|Ph.D Student||Sluszny Ariel|
|Subject||Silane-Modified Polymer Films: Development, Characterization|
and Performance as Pervaporation Membranes
|Department||Department of Materials Science and Engineering||Supervisors||Professor Michael Silverstein|
|Professor Emeritus Nava Narkis|
The potential toxicity of trace organic contaminants such as trihalomethanes in water has driven the development of techniques for their removal from potable water. In pervaporation, an emerging technology, contaminants selectively pass through a dense membrane and into a vapor phase. In this research, novel membranes were prepared by modifying a commercial poly(vinyl chloride) (PVC) film with a vinyl organosilane, (g‑methacryloxypropyltrimethoxysilane, MPTS). The influence of the synthesis route on the membrane structure, properties and pervaporation performance was studied.
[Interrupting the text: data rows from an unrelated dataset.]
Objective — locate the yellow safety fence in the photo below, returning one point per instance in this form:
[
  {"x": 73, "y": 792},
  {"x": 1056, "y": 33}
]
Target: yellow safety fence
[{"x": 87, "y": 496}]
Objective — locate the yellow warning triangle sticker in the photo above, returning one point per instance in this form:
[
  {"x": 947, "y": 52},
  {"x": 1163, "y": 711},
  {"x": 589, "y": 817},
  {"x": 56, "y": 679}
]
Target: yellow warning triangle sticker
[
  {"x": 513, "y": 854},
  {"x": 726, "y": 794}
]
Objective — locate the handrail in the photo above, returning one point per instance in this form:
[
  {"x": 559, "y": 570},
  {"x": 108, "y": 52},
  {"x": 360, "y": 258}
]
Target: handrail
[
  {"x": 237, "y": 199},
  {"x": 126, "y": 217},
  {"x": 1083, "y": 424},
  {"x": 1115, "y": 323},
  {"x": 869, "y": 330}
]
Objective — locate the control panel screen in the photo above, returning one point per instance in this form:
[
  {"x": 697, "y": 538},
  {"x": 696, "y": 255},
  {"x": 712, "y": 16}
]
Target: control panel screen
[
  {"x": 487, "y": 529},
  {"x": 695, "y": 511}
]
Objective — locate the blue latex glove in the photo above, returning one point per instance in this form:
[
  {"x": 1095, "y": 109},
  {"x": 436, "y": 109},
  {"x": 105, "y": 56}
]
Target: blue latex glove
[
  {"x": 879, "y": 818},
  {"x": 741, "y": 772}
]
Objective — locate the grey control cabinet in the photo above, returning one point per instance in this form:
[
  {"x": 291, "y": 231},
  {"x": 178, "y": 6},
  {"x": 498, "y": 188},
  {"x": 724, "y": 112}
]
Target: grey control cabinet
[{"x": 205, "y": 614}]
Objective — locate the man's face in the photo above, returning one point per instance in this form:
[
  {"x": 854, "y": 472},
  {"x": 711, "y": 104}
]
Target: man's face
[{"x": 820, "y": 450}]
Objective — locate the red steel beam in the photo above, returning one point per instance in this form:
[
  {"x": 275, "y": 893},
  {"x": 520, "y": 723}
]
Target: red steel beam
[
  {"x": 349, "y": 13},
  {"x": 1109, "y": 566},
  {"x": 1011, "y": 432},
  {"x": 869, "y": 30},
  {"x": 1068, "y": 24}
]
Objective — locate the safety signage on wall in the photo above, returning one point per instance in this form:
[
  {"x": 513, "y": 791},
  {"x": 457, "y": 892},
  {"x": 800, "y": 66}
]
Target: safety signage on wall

The membranes were characterized using Fourier transform infrared spectroscopy (FTIR), nuclear magnetic resonance (NMR), thermal analysis, gel content determination, scanning electron microscopy (SEM) and atomic force microscopy (AFM). The membranes’ interaction with liquids and their performance in the batch pervaporation of haloorganics from water were studied. Semi-interpenetrating polymer networks (semi-IPN) were synthesized when an initiator was used to promote the vinyl reaction before extensive hydrolysis and condensation took place. When there was no initiator, the hydrolysis and condensation were more extensive, yielding a phase separated morphology. The MPTS-modified PVC membranes were more resistant to haloorganics and exhibited better performance in batch pervaporation Than did PVC. The membranes with the phase separated structure exhibited higher permeabilities and selectivities than the semi-IPN membranes.